Namespaces, Versioning & Tags
Three metadata dimensions organize flows across teams, environments, and release cycles.
| Dimension | Type | Mutable | Default | Where set |
|---|---|---|---|---|
| Namespace | str | No (set at registration) | CWD relative to git root | @flow → deploy(), CLI --namespace |
| Version | str | No (immutable per registration) | "latest" | @flow(version=...), CLI --flow-version |
| Tags | Dict[str, str] | Yes (via re-deploy / API) | {} | deploy(tags=...), API body |
Namespaces
A namespace is a hierarchical string that groups related flows. It maps naturally to directory structure, team boundaries, or domain areas.

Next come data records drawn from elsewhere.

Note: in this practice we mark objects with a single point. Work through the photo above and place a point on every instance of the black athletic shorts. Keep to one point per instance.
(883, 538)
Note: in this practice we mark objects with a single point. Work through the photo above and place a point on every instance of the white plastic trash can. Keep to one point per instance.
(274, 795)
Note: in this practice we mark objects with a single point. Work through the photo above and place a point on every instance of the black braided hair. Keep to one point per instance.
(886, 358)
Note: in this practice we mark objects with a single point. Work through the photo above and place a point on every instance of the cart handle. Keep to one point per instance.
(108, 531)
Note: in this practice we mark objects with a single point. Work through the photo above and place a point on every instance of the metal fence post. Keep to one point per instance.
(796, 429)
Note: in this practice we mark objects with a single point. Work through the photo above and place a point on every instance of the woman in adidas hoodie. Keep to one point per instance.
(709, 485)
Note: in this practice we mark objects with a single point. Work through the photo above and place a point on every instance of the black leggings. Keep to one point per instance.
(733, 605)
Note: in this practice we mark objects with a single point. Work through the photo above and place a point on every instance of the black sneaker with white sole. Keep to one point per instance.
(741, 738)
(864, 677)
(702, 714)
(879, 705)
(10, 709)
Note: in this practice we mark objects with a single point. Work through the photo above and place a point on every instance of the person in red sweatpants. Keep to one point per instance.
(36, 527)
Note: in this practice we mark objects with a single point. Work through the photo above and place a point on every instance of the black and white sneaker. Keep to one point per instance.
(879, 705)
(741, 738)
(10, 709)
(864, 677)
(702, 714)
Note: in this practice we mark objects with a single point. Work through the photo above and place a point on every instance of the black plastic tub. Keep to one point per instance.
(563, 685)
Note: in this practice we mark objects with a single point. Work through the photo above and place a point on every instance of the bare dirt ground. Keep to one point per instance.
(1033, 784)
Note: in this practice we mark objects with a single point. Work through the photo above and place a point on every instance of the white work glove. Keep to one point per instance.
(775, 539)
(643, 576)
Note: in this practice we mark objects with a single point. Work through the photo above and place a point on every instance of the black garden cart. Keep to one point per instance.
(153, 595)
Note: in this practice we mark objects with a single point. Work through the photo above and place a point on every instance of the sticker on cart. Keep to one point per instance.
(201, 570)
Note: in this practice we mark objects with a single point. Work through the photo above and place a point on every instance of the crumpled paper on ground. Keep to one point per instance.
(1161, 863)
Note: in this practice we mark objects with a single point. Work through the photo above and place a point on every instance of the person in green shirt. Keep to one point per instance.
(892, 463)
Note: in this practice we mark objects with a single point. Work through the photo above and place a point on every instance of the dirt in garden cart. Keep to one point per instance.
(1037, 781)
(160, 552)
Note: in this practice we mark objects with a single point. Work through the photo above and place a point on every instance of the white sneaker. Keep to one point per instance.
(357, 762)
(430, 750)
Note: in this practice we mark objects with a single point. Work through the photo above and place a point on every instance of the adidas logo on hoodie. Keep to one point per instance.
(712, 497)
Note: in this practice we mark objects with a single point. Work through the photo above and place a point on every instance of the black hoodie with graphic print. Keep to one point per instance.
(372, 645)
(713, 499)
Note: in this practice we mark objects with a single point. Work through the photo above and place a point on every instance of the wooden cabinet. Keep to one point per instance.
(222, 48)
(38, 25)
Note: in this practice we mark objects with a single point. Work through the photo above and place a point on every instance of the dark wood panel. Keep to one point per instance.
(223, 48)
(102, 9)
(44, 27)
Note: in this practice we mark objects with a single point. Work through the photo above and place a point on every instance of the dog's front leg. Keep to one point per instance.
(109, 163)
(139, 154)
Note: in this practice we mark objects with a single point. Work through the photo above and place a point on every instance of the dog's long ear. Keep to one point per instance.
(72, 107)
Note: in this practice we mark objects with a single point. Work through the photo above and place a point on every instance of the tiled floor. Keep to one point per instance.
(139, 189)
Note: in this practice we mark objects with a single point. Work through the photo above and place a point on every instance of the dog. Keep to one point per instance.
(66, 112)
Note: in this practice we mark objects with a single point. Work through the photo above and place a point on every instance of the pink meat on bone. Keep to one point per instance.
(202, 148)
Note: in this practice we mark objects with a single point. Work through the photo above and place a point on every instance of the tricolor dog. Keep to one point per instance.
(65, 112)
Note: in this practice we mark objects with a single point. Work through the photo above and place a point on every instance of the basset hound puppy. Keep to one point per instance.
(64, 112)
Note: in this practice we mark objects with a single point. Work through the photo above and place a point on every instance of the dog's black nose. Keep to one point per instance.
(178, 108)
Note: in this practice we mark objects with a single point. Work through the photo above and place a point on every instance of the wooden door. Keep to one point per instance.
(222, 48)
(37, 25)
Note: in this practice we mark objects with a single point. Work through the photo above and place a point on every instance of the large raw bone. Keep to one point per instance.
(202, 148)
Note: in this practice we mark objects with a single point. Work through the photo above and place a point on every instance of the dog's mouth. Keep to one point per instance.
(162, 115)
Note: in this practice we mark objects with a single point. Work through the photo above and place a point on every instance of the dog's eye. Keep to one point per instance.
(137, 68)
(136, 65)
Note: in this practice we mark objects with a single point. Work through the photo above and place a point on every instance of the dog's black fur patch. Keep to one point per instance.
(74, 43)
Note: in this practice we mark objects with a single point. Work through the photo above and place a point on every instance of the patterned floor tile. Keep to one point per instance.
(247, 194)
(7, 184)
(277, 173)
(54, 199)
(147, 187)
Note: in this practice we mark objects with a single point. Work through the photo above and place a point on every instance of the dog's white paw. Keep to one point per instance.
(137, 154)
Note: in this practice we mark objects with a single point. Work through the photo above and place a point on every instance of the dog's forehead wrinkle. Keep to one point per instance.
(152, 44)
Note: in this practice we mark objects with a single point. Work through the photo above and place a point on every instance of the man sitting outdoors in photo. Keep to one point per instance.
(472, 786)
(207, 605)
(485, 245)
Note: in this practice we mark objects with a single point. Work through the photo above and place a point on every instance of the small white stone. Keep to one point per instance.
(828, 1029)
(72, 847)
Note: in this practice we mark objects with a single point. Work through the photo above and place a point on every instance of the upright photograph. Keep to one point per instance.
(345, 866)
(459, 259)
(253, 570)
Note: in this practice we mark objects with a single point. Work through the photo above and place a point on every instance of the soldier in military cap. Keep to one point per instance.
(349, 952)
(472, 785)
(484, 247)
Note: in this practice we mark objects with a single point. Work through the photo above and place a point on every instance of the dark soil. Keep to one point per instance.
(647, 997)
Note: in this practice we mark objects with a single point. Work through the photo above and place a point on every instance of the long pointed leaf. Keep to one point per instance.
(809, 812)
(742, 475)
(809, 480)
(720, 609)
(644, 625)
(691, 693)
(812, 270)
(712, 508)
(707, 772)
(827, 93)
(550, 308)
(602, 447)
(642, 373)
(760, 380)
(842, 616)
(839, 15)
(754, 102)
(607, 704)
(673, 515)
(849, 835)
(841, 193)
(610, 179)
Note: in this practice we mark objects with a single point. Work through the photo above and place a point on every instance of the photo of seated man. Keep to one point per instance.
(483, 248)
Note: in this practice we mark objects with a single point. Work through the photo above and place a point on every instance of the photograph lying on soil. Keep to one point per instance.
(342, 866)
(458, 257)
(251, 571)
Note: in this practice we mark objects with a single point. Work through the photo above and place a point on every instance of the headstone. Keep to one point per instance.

How namespaces are derived
When you call flow.deploy() or dagy deploy, the namespace is resolved in this order:
- Explicit value: if you pass
namespace="data/ingestion", that value is used as-is. - Auto-derived: if omitted, Dagy computes the namespace from the source file's directory path relative to the current working directory.
# File: pipelines/data/ingestion/load_orders.py
# CWD: pipelines/
result = my_flow.deploy()
# namespace → "data/ingestion" (auto-derived from CWD-relative path)
Auto-derivation logic (src/dagy/core/flow.py):
src = Path(inspect.getfile(fn)).resolve()
rel = src.parent.relative_to(Path.cwd())
namespace = str(rel) if str(rel) != "." else ""
If the source file is at the CWD root, namespace is an empty string.
Setting namespaces
Python SDK:
result = my_flow.deploy(
name="load-orders",
namespace="data/ingestion",
)
CLI:
dagy deploy ./dist/artifact.zip \
--deployment load-orders \
--namespace "data/ingestion"
API (POST /flows):
{
"flow_spec": { "name": "load_orders", "version": "1.0.0", "..." : "..." },
"namespace": "data/ingestion",
"deployment_name": "load-orders"
}
Namespace conventions
| Pattern | Example | Use case |
|---|---|---|
team/project | data-eng/etl | Team-scoped ownership |
domain/subdomain | billing/invoices | Domain-driven design |
environment | staging | Environment separation |
| Flat | "" (empty) | Small projects, single team |
Namespaces are stored with the flow record and surfaced as filterable chips in the Flows UI. Clicking a namespace chip filters the grid to matching flows.
API Fields
| Model | Field |
|---|---|
FlowRegisterRequest | namespace: Optional[str] |
FlowListItem | namespace: Optional[str] |
FlowDetailResponse | namespace: Optional[str] |
Versioning
Every flow registration is identified by a composite key: flow_name + flow_version.
Version format
Versions are free-form strings. Dagy does not enforce semver, but these are the common patterns:
| Strategy | Example | When to use |
|---|---|---|
"latest" | my_flow:latest | Development, CI/CD auto-deploy (default) |
| Semantic | "1.0.0", "2.3.1" | Production releases with explicit rollback points |
| Build hash | "abc123" | Immutable builds tied to commit SHAs |
| Date-based | "2026-03-08" | Nightly builds |
How versions flow through the system
@flow(version="1.0.0") ← declared in code
│
▼
flow.build() ← baked into FlowSpec.version
│
▼
flow.deploy() ← uploaded as flow_version="1.0.0"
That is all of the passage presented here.